The U.S. Cybersecurity and Infrastructure Security Agency (CISA) has expanded its Known Exploited Vulnerabilities (KEV) catalog by adding five new Common Vulnerabilities and Exposures (CVEs). This latest update highlights various security issues affecting key software from Microsoft, Apple, and Oracle.
Overview of New Vulnerabilities
The vulnerabilities recently added to the catalog include:
- CVE-2022-48503: This vulnerability, rated at 8.8, affects multiple Apple products and could permit arbitrary code execution during web content processing. Apple has mitigated the issue with enhanced bounds checks.
- CVE-2025-33073: An 8.8-rated vulnerability tied to improper access control within the Microsoft Windows SMB Client. Microsoft previously assessed this flaw as being less likely to be exploited during their June Patch Tuesday update.
- CVE-2025-61884: This 7.5-severity Oracle E-Business Suite vulnerability involves server-side request forgery (SSRF). Oracle responded to this issue with an emergency patch on October 11.
- CVE-2025-2746 and CVE-2025-2747: These two vulnerabilities are rated at 9.8 for password authentication bypass within the Kentico Xperience Staging Sync Server.
Oracle Vulnerabilities Under Fire
While CISA typically refrains from disclosing specific details on how these vulnerabilities are exploited, the announcement regarding CVE-2025-61884 came amid ongoing efforts by the CL0P ransomware group. They have been actively targeting CVE-2025-61882, a remote code execution flaw rated 9.8 within the Oracle E-Business Suite. Reports suggest this flaw has been exploited at least since August, with suspicious activities detected prior.
CISA registered CVE-2025-61882 in its KEV database on October 6 and subsequent information indicates that the CL0P group has utilized this vulnerability as part of a broader extortion campaign. Victims, including high-profile targets such as Harvard University and American Airlines’ Envoy Air subsidiary, received threatening emails claiming the theft of sensitive data from their Oracle environments, as reported by Google Threat Intelligence.
Furthermore, the Scattered LAPSUS$ Hunters group circulated proof-of-exploit code for CVE-2025-61882 on October 3. They asserted that they had developed the exploit independently from the CL0P group, indicating a potentially escalating threat landscape.
Insights on Recent Microsoft Vulnerability
The CVE-2025-33073 vulnerability was sourced by eight cybersecurity researchers, among them Keisuke Hirata from CrowdStrike and Cameron Stish from GuidePoint Security, during the findings disclosed in the June Patch Tuesday update.
According to insights shared by Microsoft, successful exploitation of this vulnerability would allow an attacker to gain SYSTEM privileges.

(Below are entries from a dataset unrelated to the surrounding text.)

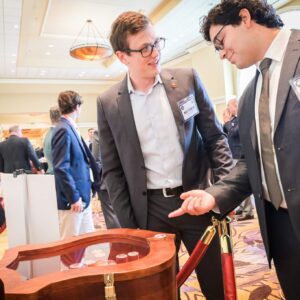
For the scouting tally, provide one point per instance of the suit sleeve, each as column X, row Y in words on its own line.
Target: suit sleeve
column 214, row 138
column 61, row 143
column 232, row 189
column 113, row 173
column 32, row 155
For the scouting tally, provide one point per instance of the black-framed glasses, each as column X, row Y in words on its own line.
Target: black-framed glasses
column 219, row 45
column 147, row 50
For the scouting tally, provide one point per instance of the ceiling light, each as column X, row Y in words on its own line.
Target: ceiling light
column 92, row 45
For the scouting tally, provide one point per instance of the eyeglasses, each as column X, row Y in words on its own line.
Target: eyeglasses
column 147, row 50
column 219, row 45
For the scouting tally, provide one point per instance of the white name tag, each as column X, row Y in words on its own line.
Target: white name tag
column 295, row 84
column 188, row 107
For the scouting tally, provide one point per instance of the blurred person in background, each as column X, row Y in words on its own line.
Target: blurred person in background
column 71, row 163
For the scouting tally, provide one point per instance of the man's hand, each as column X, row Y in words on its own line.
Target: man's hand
column 195, row 202
column 77, row 206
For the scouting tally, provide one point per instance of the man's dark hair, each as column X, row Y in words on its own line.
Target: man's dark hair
column 14, row 128
column 227, row 13
column 68, row 101
column 129, row 22
column 54, row 113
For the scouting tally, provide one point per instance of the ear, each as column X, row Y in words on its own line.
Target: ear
column 246, row 17
column 122, row 56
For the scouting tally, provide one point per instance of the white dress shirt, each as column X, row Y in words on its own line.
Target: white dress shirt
column 158, row 135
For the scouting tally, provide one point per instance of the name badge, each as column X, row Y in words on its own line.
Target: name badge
column 295, row 84
column 188, row 107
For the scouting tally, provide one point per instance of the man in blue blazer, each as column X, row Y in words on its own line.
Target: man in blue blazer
column 71, row 162
column 247, row 32
column 159, row 136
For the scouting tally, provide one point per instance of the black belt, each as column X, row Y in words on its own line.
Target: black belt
column 166, row 192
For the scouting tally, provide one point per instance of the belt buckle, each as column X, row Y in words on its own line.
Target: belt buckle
column 165, row 193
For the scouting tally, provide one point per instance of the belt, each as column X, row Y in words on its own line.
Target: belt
column 166, row 192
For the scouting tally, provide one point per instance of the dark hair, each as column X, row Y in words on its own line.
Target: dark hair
column 54, row 114
column 227, row 13
column 14, row 128
column 129, row 22
column 68, row 101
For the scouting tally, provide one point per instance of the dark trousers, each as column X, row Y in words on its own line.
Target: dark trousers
column 285, row 250
column 110, row 217
column 189, row 230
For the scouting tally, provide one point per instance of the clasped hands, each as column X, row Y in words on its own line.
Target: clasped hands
column 195, row 202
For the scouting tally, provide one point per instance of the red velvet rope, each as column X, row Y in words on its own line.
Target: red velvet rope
column 191, row 263
column 228, row 276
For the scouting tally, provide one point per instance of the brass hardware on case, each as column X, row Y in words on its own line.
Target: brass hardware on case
column 109, row 289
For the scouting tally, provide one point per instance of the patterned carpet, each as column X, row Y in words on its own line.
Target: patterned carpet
column 254, row 279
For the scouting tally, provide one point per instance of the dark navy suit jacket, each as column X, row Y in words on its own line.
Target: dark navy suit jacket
column 71, row 166
column 231, row 128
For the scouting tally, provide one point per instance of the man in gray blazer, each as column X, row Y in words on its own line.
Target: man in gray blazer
column 247, row 32
column 159, row 136
column 110, row 217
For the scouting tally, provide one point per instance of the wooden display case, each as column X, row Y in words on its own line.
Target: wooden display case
column 112, row 264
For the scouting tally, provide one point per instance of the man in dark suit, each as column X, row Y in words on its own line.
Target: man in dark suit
column 247, row 32
column 158, row 136
column 110, row 217
column 54, row 117
column 17, row 153
column 71, row 162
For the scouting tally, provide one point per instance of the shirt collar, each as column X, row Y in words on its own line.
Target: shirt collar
column 278, row 46
column 131, row 89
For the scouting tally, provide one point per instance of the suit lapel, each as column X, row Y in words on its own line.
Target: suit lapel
column 125, row 109
column 248, row 114
column 174, row 95
column 289, row 66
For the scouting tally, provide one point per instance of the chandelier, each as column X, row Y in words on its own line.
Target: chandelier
column 90, row 44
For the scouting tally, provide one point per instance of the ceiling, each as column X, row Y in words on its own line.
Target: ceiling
column 36, row 35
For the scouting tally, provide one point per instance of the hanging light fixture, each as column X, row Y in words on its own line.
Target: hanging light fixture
column 90, row 44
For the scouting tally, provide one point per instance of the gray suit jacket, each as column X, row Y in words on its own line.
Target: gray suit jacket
column 202, row 139
column 245, row 178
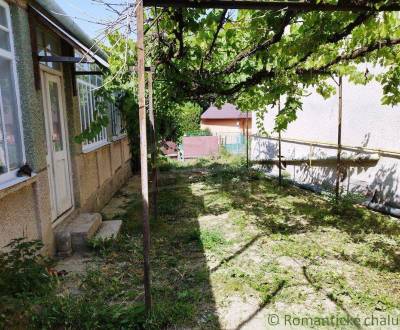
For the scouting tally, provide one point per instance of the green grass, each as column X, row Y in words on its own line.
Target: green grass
column 230, row 234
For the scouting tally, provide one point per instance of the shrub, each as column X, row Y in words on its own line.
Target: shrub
column 23, row 269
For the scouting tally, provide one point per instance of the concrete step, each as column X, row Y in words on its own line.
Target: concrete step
column 108, row 230
column 74, row 235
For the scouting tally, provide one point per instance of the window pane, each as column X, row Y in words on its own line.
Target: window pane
column 48, row 45
column 10, row 114
column 3, row 17
column 4, row 40
column 55, row 116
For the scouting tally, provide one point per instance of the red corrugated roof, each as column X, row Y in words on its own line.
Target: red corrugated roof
column 227, row 111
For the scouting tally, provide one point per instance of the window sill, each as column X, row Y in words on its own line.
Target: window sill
column 16, row 184
column 92, row 147
column 118, row 138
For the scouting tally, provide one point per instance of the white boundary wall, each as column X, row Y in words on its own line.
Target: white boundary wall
column 367, row 125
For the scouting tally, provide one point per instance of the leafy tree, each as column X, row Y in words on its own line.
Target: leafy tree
column 251, row 58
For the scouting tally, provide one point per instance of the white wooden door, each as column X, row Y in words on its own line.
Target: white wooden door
column 57, row 139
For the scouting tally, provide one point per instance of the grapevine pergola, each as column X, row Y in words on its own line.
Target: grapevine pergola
column 363, row 7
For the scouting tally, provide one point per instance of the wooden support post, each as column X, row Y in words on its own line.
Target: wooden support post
column 280, row 147
column 143, row 152
column 247, row 139
column 154, row 171
column 339, row 146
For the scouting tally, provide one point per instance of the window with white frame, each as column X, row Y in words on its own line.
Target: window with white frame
column 11, row 143
column 87, row 86
column 48, row 45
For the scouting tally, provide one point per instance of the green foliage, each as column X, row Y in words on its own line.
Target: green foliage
column 252, row 58
column 212, row 240
column 189, row 117
column 23, row 269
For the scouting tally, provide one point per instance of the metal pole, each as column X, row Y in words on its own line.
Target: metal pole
column 247, row 138
column 339, row 150
column 143, row 152
column 279, row 147
column 154, row 171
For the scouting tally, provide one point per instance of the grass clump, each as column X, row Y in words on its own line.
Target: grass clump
column 24, row 280
column 212, row 240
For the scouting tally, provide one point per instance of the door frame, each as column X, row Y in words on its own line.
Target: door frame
column 56, row 220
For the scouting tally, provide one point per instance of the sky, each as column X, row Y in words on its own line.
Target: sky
column 82, row 11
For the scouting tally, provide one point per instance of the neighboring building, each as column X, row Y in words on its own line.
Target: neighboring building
column 226, row 120
column 230, row 125
column 369, row 130
column 44, row 103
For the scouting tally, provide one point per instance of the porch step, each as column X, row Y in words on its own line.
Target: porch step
column 74, row 236
column 109, row 230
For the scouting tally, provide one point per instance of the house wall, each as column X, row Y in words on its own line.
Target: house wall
column 25, row 209
column 219, row 126
column 368, row 128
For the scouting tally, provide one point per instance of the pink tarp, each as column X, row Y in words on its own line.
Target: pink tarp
column 200, row 146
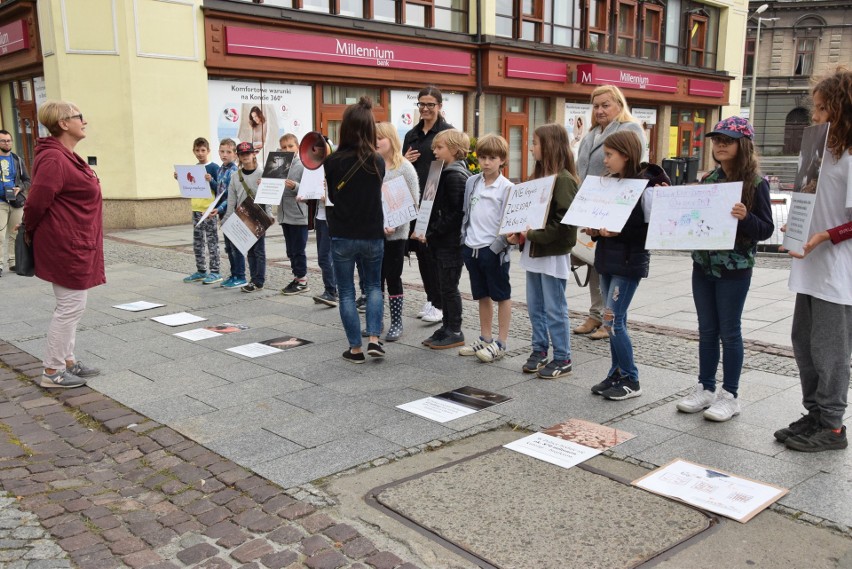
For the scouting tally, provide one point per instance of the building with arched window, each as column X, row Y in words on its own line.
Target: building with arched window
column 800, row 40
column 151, row 75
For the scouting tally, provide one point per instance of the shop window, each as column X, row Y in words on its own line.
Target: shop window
column 804, row 62
column 652, row 31
column 748, row 63
column 597, row 25
column 625, row 29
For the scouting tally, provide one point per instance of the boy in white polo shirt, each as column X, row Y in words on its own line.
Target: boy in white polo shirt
column 485, row 251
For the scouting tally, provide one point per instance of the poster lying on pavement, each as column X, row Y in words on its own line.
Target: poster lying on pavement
column 453, row 404
column 713, row 490
column 570, row 443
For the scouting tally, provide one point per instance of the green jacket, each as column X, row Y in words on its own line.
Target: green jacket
column 556, row 238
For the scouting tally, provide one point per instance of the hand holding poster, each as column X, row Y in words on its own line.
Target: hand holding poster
column 312, row 185
column 527, row 205
column 694, row 217
column 248, row 224
column 397, row 203
column 192, row 183
column 604, row 202
column 805, row 187
column 428, row 199
column 274, row 178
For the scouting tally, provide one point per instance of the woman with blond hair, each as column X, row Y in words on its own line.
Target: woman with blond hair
column 396, row 166
column 609, row 115
column 64, row 223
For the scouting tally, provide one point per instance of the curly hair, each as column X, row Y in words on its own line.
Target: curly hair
column 836, row 94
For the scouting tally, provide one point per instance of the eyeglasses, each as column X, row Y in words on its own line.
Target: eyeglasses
column 722, row 140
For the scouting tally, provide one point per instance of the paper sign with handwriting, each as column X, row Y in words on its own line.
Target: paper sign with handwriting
column 694, row 217
column 527, row 205
column 604, row 202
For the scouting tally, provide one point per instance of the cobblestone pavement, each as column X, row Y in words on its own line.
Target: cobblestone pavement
column 114, row 489
column 90, row 483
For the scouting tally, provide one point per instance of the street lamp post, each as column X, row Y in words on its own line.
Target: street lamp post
column 753, row 97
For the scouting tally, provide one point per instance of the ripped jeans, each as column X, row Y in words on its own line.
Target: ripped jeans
column 617, row 293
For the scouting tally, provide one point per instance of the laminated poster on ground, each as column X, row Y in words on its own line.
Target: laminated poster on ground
column 570, row 443
column 719, row 492
column 453, row 404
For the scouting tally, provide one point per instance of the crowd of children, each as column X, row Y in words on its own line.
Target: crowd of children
column 464, row 231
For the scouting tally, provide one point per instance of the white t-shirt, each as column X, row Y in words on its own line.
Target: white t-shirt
column 486, row 211
column 557, row 266
column 826, row 273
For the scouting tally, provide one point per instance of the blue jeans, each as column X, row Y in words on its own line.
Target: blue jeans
column 257, row 261
column 369, row 253
column 548, row 311
column 324, row 256
column 719, row 305
column 295, row 241
column 236, row 260
column 617, row 292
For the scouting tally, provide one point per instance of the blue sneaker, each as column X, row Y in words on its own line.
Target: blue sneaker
column 212, row 278
column 234, row 283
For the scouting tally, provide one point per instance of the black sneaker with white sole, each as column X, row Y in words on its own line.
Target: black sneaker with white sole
column 622, row 389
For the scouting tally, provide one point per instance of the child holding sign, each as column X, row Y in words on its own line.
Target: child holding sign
column 485, row 251
column 822, row 318
column 622, row 261
column 721, row 279
column 390, row 148
column 545, row 256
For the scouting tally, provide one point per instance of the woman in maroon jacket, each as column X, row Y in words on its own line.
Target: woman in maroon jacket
column 64, row 222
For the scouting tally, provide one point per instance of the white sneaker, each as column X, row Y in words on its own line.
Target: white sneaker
column 434, row 315
column 725, row 407
column 699, row 399
column 471, row 349
column 491, row 352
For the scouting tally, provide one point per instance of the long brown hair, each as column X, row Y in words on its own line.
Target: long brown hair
column 555, row 153
column 626, row 143
column 836, row 93
column 745, row 169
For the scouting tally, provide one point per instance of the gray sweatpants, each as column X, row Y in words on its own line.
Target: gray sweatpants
column 822, row 344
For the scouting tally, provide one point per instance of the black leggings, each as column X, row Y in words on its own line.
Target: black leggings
column 392, row 264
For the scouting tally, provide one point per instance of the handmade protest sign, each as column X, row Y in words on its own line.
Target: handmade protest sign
column 694, row 217
column 274, row 178
column 805, row 187
column 604, row 202
column 428, row 199
column 527, row 205
column 192, row 183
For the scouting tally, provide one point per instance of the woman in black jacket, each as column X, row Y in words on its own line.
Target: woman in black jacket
column 622, row 261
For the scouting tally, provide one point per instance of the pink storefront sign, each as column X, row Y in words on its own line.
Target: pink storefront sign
column 593, row 74
column 704, row 88
column 331, row 49
column 536, row 69
column 14, row 37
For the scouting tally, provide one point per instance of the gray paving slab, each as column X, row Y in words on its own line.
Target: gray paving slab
column 173, row 408
column 515, row 511
column 825, row 495
column 305, row 466
column 237, row 419
column 253, row 447
column 727, row 458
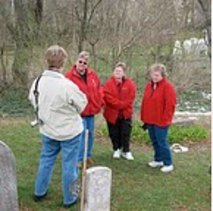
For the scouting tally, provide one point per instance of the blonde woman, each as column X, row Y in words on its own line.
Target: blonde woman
column 157, row 110
column 119, row 95
column 59, row 103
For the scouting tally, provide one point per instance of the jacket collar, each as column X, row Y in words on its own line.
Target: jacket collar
column 159, row 83
column 75, row 72
column 52, row 74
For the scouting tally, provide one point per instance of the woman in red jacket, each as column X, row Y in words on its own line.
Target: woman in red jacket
column 157, row 110
column 89, row 83
column 119, row 94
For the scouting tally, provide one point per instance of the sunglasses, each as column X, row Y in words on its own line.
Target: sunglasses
column 81, row 62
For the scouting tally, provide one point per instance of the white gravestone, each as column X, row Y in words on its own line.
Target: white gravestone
column 8, row 186
column 98, row 189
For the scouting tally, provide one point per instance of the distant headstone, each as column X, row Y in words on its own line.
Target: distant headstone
column 8, row 186
column 98, row 189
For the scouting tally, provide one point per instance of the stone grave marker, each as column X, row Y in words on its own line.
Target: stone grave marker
column 8, row 186
column 98, row 189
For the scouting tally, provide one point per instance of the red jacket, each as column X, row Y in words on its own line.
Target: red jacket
column 116, row 101
column 158, row 106
column 91, row 89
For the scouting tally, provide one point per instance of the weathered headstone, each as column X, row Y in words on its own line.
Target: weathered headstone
column 8, row 186
column 98, row 189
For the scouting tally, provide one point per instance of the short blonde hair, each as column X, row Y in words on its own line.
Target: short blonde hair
column 56, row 56
column 122, row 65
column 84, row 55
column 159, row 68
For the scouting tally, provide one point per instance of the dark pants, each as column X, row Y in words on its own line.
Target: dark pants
column 119, row 134
column 158, row 136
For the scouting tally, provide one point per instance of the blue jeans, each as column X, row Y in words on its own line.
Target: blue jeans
column 158, row 136
column 69, row 151
column 88, row 123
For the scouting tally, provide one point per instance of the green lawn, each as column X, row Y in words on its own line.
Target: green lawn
column 135, row 186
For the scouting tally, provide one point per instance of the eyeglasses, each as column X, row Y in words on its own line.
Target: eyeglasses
column 81, row 62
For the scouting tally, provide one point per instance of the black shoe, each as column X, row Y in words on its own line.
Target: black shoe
column 39, row 198
column 70, row 205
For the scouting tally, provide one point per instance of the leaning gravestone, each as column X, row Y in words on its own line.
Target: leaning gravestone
column 98, row 189
column 8, row 186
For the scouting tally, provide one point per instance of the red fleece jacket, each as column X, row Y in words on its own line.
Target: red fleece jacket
column 158, row 106
column 116, row 101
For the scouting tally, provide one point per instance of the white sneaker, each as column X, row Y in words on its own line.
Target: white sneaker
column 127, row 155
column 167, row 169
column 155, row 164
column 117, row 154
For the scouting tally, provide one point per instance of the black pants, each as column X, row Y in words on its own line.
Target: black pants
column 120, row 133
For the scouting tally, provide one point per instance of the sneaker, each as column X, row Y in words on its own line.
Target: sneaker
column 80, row 165
column 67, row 206
column 127, row 155
column 155, row 164
column 117, row 154
column 167, row 169
column 90, row 161
column 39, row 198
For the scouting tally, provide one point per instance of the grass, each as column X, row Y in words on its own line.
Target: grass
column 176, row 133
column 135, row 187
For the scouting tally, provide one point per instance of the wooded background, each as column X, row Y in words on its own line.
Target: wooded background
column 138, row 32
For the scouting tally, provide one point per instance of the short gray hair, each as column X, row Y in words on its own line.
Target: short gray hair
column 84, row 55
column 56, row 56
column 160, row 68
column 122, row 65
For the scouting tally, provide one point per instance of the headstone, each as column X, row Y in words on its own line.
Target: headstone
column 98, row 189
column 8, row 186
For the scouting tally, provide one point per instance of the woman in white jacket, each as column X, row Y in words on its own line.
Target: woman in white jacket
column 58, row 103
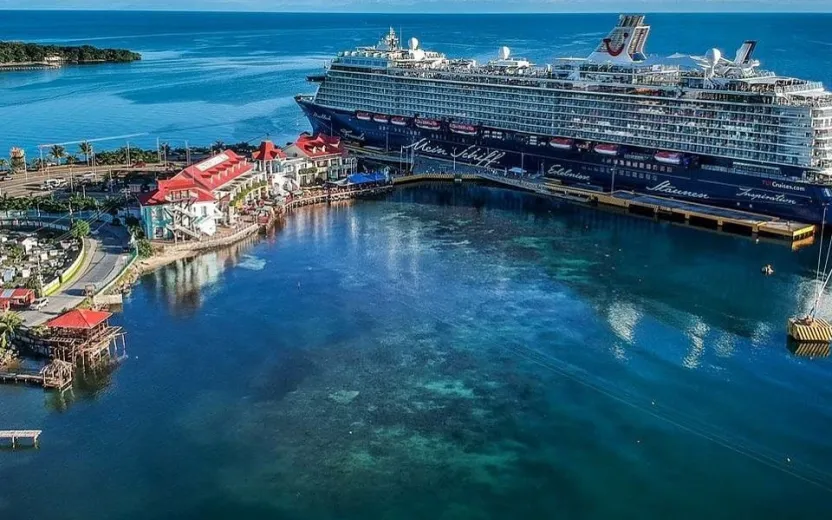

The risk assessment involved multiple attack vectors, with the scenario presenting the highest risk based on the ability for an attacker to manipulate victims into connecting to rogue SMB servers.
In a detailed explanation, Microsoft described how a cleverly crafted malicious script could deceive a victim’s machine into re-establishing a connection to the attacker-controlled server, thereby compromising the protocol and potentially resulting in privilege elevation.
Key Takeaways
Awareness and timely software updates are critical as these vulnerabilities pose significant risks to organizations using affected applications. Keeping abreast of patches and security advisories from CISA and vendors can help mitigate the potential impact of these types of security flaws.